COST SEGREGATION
When to Conduct A Study
Cost segregation is a tax strategy used by real estate owners to accelerate depreciation deductions and reduce current income tax liabilities. The conditions under which it is most beneficial to perform a cost segregation study include:
- Ownership of Real Property: You must own commercial or residential rental property, as cost segregation primarily applies to depreciable real estate.
- Recent Purchase or Construction: Properties recently acquired, constructed, or significantly renovated are prime candidates, as a cost segregation study can reclassify property components into shorter depreciation periods.
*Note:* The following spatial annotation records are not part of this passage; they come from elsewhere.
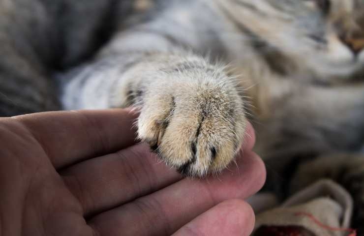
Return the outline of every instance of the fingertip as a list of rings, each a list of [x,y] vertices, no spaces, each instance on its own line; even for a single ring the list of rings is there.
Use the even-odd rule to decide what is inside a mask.
[[[250,235],[255,224],[255,214],[252,207],[241,199],[231,199],[219,205],[229,212],[227,220],[236,224],[232,225],[231,234],[226,235]]]
[[[251,152],[250,155],[253,162],[252,164],[255,168],[254,176],[256,181],[256,186],[258,188],[257,192],[260,190],[264,185],[267,180],[267,169],[264,162],[261,158],[255,152]]]
[[[248,236],[255,221],[254,211],[247,203],[229,200],[198,216],[173,235]]]

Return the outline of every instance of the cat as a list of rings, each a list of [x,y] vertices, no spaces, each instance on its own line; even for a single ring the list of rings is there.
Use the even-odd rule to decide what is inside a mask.
[[[362,1],[157,1],[65,76],[66,109],[139,107],[139,137],[187,176],[225,169],[250,116],[265,159],[362,147]]]
[[[1,0],[0,45],[0,116],[133,106],[185,176],[225,169],[248,121],[286,181],[363,149],[362,0]]]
- A Personal Residence: Converted to a rental property is considered “placed in service” at the time of conversion to a rental property.
- Long-Term Hold: If you plan to hold the property for a long period, the benefits of accelerated depreciation can be fully realized over time.
- Significant Non-Structural Assets: Properties with significant non-structural components (like fixtures, equipment, landscaping, etc.) that can be classified into shorter-lived asset categories are ideal.
- Positive Cash Flow: Having positive cash flow from the property ensures that you can use the increased depreciation deductions.
- Qualified Improvement Property: Improvements made to the interior of nonresidential buildings can qualify for shorter depreciation periods and bonus depreciation.
- Potential for Bonus Depreciation: Properties eligible for 100% bonus depreciation can benefit greatly from a cost segregation study, allowing immediate expensing of certain costs.